Some time ago, the beloved founders who kept balance between order and chaos cashed out, either by dying or cashing in their chips. Since then, Forces of Darkness have been vying for the top spot. You are all that stands between them and the destruction of the collective organizational soul. If you fail, Darkness will cover the earth, the stock value will plummet and Chaos will reign."

Leadership - Reality:

You won't always get a good night's sleep.

You will encounter mud and worse.
There aren't always signposts.
You will take wrong turns.
You will have to climb many steep hills.
You won't always get a good night's sleep.

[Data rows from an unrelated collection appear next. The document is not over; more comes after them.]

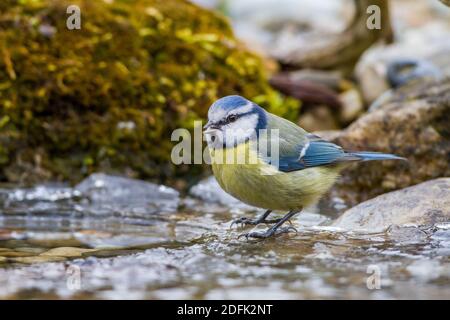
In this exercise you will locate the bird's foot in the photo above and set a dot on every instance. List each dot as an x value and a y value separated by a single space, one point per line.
247 221
272 232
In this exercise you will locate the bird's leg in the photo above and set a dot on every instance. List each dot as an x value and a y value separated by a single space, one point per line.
275 229
260 219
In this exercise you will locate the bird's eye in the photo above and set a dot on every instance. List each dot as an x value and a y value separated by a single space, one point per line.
232 118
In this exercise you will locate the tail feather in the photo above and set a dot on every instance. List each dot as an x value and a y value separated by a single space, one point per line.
368 156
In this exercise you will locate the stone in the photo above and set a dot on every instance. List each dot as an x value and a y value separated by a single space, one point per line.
427 203
37 259
68 252
427 44
412 123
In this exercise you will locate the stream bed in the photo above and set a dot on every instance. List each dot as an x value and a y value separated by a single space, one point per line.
118 238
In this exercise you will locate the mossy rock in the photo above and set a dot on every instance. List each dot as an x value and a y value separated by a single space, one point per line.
108 96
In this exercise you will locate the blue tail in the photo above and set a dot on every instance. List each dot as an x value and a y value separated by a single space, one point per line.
368 156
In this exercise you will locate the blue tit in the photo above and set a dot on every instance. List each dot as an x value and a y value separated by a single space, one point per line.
287 171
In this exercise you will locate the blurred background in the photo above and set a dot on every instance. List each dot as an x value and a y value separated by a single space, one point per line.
106 97
91 206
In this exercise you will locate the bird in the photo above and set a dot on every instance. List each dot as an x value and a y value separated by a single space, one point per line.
272 163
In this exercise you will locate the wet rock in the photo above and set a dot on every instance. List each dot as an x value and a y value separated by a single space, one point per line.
12 254
68 252
209 190
413 123
427 203
428 46
115 108
113 193
37 259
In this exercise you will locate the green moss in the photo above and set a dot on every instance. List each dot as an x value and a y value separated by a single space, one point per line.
108 96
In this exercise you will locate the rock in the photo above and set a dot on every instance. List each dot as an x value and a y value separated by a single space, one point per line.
68 252
37 259
111 101
119 194
12 254
412 123
209 190
427 203
428 44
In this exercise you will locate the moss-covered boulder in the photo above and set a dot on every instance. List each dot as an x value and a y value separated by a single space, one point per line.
107 97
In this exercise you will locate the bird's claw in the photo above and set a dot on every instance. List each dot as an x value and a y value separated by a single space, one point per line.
268 233
247 221
244 221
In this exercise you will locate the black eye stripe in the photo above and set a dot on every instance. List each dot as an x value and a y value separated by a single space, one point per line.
226 120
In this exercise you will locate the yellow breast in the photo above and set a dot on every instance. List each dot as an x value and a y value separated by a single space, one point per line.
261 185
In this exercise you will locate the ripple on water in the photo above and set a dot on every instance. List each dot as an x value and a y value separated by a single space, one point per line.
192 253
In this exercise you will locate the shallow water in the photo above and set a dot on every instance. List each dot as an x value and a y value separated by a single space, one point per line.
187 250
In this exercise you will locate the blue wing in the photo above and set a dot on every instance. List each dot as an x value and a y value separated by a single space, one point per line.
299 149
315 152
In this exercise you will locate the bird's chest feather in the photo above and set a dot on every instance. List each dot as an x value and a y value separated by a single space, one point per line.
262 185
249 181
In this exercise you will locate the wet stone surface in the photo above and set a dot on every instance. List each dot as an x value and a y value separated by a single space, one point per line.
51 248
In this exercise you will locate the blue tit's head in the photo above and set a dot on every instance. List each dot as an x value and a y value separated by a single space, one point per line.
233 120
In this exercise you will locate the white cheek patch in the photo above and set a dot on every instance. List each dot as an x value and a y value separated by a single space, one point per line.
241 130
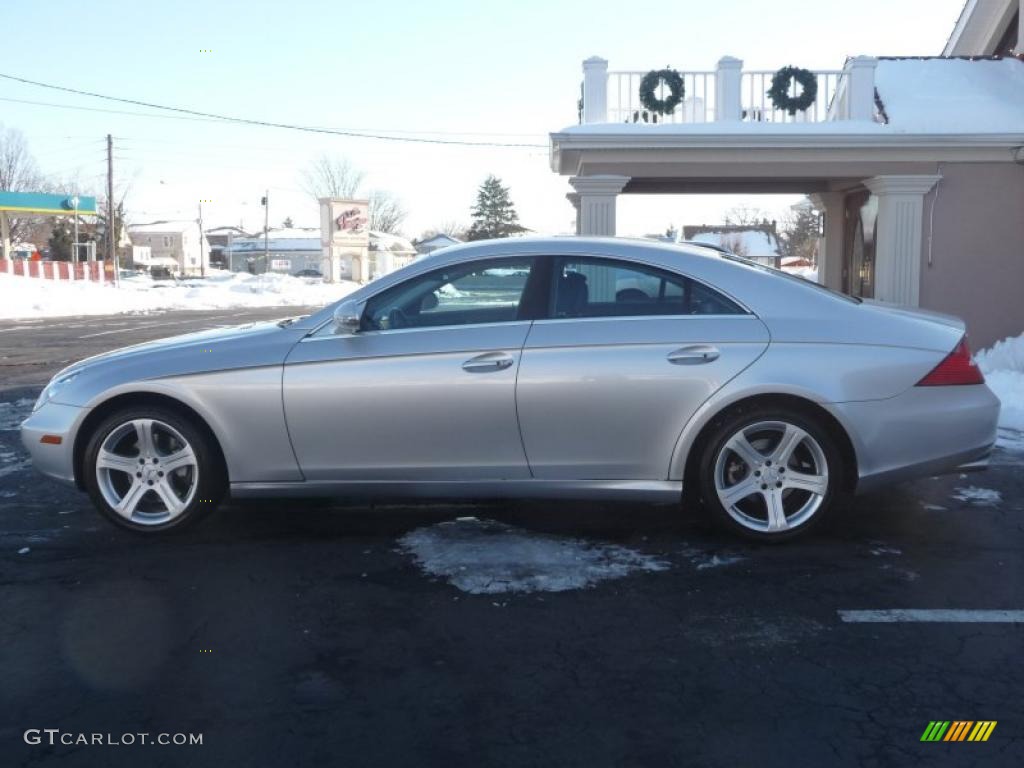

Even one toxic employee can soil your culture.
Some will take pot shots at you.
And as Simon Sinek points out, leaders eat last. Unless you're the CEO of a bank, golden parachute in hand, those who choose leadership sometimes find that they make less money than they did as an individual contributor.

But at times, the view will be glorious, worth every bad night of sleep or extra, unexpected effort to get there.

In spite of the challenges, I wouldn't take anything for my 10 days on the Cotswold Way and for the privilege of leadership. Leadership is not meant to be a straight path with few or no obstacles.

Perhaps leadership is a long walk, an extended conversation with yourself, your employees, your customers and the unknown future unfolding around you, not knowing what's over the next hill or what you will encounter each day, an exercise in orienteering, moving from point to point in diverse and unfamiliar terrain, often at speed and at times, sans map and compass.

If you've chosen leadership for the right reasons, if for example you intend to champion the common good over narrow self interest, though at times your thought may be: I can't go on. You'll go on.